Why is it for instance that it is only when the moneyed of any democratic society seek to expand their influence and control over others that moral concepts and some “ineffable” ‘higher-purpose’ is cited as rationale for sending the young people of any society off to die in war?
Why is it that there’s so little acknowledgement for instance that no one can remain isolated and insulated against conflicts that embroil millions across the face of the planet? Regardless of citizenship we all breathe the same air and drink the same water.
Why is it that some societies choose to enslave others on the basis of race or beliefs and exhibit a preparedness to abandon their subscription to values like tolerance and compassion and instead conduct ever-escalating acts of genocide and self-destruction while practicing inhumane atrocities as mechanisms enroute to establishing and maintaining “power”?
It is perhaps an indictment of all of humanity arising from the very nature of who and what we are as living beings. Is there a kernel of self-interest blossomed into the exercise of greed and cruelty that compels us to disdain for the lives of others?
We could examine just about any nation-entity from the ancient Greeks to the French to the British and Spanish and so on in our exploration however the great impediment we’d confront in using this examination of history is that our examination would by its very nature be influenced to some degree by various interpretations and the biases accompanying them.
We have the current dynamic of the United States and its immediate history beginning let’s say at the end of WWI to present day that we can access in our examination. I suggest this as our subject only because there are many people alive today who’ve been participants in this construct and experienced its evolution over a significant time.
Are there additional “players” to be necessarily considered as we explore this dynamic?
Indeed there are.
Are there examples among the societies of mankind that we can identify as having failed or are in the process of failing because those societies subscribed to self-defeating philosophies and an ethos that purposefully ignored and ignores the larger dynamic?
Certainly.
Let me present a proposition for your consideration.

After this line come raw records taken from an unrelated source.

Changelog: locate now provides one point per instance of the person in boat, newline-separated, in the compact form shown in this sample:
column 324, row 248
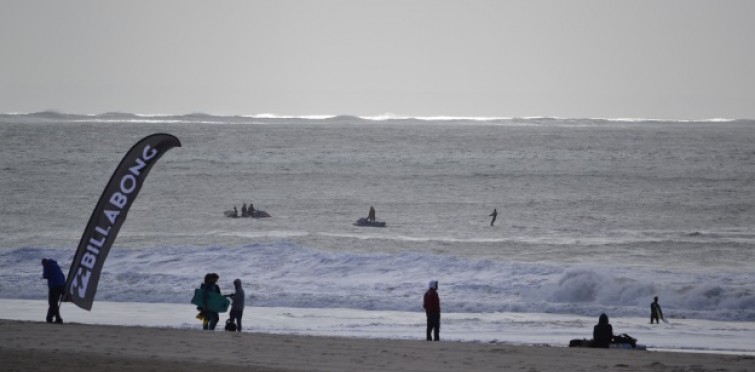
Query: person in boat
column 655, row 311
column 602, row 333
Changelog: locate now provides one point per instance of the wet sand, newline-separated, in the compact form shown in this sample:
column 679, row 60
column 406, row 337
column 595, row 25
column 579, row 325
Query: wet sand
column 35, row 346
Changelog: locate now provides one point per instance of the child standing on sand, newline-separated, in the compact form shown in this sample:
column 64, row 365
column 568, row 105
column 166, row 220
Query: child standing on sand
column 237, row 307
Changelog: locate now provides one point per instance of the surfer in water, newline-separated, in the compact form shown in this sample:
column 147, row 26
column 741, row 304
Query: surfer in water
column 655, row 311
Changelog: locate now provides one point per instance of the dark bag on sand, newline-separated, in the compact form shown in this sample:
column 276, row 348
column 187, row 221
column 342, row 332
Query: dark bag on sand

We have watched as socialism has sputtered and failed in Russia and as it morphs in China; we have witnessed the collapse of dictatorships and grudgingly acknowledge the role capitalism has played in establishing supporting and maintaining dictatorships from Marcos and Pinochet to Somoza and Suharto as well as countless others.
The question begging for an answer is, how can a world power, a “super-power” synthesize its support of brutal regimes around the world with its avowed and robustly expressed position in support of freedom and self-determination?
Quite simply it can’t.
Or more precisely, wealthy industrialists and individuals who’ve achieved positions of power and authority consistently defer to their personal needs and philosophies regardless of consequence or outcomes affecting the poor the disenfranchised and the weak.
The United States represents a dichotomy of sorts, wherein tremendous generosity and great compassion exists right beside embedded prejudices of race and religion, subscription to moral theses that raise preservation of life and well being to lofty heights and moral ambiguity that declares a gallon of gasoline or a chord of lumber of greater importance than peoples lives.
The United States has elected, when its industrialists and power-brokers feel it necessary to suspend human rights and ignore international agreements and laws. At the same time no other nation on the face of the planet can lay claim to the overwhelming generosity the United States has exhibited time and again.
There is something wrong in America, and the way we can tell there’s something wrong is by surveying the huge numbers of poor and desperate folk in America. We can attempt to understand exactly why the land of promise that America once was has become a nation feared and scorned by many, but we can only come to fruitful meaningful and accurate conclusion if we are prepared to deal honestly and objectively with the facts we can establish to agree upon.
If you want to discuss this issue, I’ll give it my best shot, but let us deal in fact and not fantasy, in truth and not conjecture. Canada is a land of great promise hobbled by climate and a much smaller population living in a nation even larger than the United States. Some comparisons are valid and indeed appropriate however we must exercise some care in making comparisons.
I promise to be civil to those who practice civility and will make every effort to frame criticisms and opposing perspectives courteously and hope that you will too.